1. Introduction
In 2017, we developed and validated the Cutting Movement Assessment Score (CMAS) field-based screening tool to evaluate side-step cutting movement quality related to potential non-contact ACL injury risk (23). Since then, interest has grown in this assessment, and we have expanded and updated the CMAS in light of some of the recent feedback we have had from practitioners and researchers (13, 15). As such, in 2021, we published a review containing methodological procedures, operational guidelines, example images, and training recommendations regarding the best practise and implementation of the CMAS tool (15). In this blog, we will highlight the importance of screening cutting movement quality, and advise practitioners as to how this can be done reliably, and accurately, just simply using the high-speed recording capabilities on your smart phone or tablet. We will also highlight some of the key methodologies and guidelines for CMAS screening, and how to best conduct cutting screening to better inform training practices for ACL injury mitigation
2. The ACL injury problem and mechanism
ACL injuries are a debilitating injury, and typically considered the most devastating lower-limb injury an athlete can experience, with a plethora of negative implications, such as financial (cost of surgery, rehabilitation, loss of earning, salary), extensive rehabilitation periods (6-24 months), and substantially greater risk of developing osteoarthritis. ACL injury risk factors are multifactorial (i.e., anatomical, hormonal, biomechanical, neuromuscular, environmental, biopsychosocial, and neurocognitive), but simplistically ACL injuries occur when a catastrophic mechanical load exceeds the ultimate tensile strength of the ligament (Figure 1) (27), or due to a “fatigue failure” mechanism (27). The fatigue failure mechanism entails accumulated high magnitudes and repetitive cycles of knee joint mechanical loading which, without sufficient rest and recovery, can lead to micro damage and subsequent ACL failure (4) from mechanical loads which previously could be tolerated (Figure 2) (2, 7, 16).


Side-step cutting (involving a lateral foot plant of the main execution lower-limb) is a key mechanism associated with ACL injury inciting events in multidirectional sports.

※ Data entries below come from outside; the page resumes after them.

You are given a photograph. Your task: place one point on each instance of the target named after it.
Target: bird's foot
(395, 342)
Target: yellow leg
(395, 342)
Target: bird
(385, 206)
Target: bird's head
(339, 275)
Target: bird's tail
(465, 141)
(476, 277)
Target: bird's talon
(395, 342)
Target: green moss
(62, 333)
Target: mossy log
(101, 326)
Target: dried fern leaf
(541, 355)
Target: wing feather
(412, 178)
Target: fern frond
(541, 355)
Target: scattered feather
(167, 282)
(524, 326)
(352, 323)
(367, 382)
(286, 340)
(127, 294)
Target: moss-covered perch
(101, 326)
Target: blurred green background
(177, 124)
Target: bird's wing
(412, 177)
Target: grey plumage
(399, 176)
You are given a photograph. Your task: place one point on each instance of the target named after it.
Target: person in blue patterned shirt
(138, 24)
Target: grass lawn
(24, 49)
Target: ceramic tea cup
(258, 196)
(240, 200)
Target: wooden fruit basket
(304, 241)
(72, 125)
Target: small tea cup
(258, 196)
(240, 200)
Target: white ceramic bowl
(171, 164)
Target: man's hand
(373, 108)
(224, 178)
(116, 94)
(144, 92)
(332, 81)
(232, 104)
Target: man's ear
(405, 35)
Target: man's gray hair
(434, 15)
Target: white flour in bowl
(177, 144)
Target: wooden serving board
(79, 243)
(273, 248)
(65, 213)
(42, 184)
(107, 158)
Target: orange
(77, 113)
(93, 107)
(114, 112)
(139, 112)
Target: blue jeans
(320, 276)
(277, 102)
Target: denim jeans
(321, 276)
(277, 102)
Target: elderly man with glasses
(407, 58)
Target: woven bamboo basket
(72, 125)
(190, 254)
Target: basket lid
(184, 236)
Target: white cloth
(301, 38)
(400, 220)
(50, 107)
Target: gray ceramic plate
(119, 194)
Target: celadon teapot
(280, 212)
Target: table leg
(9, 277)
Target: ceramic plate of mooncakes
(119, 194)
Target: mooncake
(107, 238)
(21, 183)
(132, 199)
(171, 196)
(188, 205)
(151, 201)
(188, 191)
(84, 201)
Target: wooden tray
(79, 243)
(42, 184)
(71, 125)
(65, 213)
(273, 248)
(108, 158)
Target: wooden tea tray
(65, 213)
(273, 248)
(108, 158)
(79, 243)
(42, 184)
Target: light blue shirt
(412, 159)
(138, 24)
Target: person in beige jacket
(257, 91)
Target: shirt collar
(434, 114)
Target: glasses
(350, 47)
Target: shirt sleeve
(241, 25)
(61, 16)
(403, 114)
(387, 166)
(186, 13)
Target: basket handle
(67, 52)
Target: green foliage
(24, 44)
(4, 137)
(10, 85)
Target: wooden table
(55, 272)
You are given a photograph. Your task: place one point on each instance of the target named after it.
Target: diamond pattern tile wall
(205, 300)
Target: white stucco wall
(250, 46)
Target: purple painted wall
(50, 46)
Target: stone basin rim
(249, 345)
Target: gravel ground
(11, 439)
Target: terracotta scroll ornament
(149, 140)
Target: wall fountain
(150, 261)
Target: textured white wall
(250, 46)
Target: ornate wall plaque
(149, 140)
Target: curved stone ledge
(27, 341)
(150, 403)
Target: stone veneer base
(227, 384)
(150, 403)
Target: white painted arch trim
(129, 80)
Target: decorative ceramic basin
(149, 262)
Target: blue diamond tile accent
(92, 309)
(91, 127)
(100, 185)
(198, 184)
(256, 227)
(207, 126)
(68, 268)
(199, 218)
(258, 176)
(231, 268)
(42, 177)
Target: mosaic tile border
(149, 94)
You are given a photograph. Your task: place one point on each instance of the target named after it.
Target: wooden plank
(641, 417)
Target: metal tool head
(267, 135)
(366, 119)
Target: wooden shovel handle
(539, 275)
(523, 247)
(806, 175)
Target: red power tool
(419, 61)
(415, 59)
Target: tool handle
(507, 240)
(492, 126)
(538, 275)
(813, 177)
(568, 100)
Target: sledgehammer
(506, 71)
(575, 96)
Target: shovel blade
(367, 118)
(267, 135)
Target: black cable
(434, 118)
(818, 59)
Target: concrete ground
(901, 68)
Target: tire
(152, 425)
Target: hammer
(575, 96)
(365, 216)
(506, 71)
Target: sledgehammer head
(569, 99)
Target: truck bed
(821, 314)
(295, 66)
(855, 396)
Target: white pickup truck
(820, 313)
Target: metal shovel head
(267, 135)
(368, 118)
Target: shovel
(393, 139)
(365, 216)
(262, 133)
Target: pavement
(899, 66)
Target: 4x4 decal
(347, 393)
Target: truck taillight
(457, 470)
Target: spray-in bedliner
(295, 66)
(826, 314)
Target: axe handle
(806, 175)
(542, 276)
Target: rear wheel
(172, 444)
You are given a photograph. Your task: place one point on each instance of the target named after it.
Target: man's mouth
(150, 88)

For instance, 60-67% of non-contact ACL injuries in rugby (28), American football (22), and handball (32) occur during side-step cutting, while in soccer (36), badminton (25), and Australian rules football (9), side-step cutting is also associated with non-contact ACL injury. These actions have the propensity to generate potentially large and hazardous knee joint loads (i.e., moments / torques of knee flexion, rotation, abduction and translatory moments) during plant foot contact, typically at extended knee postures, which have the potential to increase ACL loading and strain (10). Additionally, high knee joint loads can also lead to the chronic development of patellofemoral pain and other knee injuries (30). The abovementioned knee joint loads are used as surrogates of ACL injury risk, and are typically used for injury screening purposes and to monitor the effectiveness of training interventions (10). Reducing potentially hazardous knee joint loads is considered the most viable strategy to reduce ACL injury risk (3, 10, 17) and other knee joint health related conditions
60-67% of non-contact ACL injuries in rugby, American football, and handball occur during side-step cutting, while in soccer, badminton, and Australian rules football, side-step cutting is also associated with non-contact ACL injury.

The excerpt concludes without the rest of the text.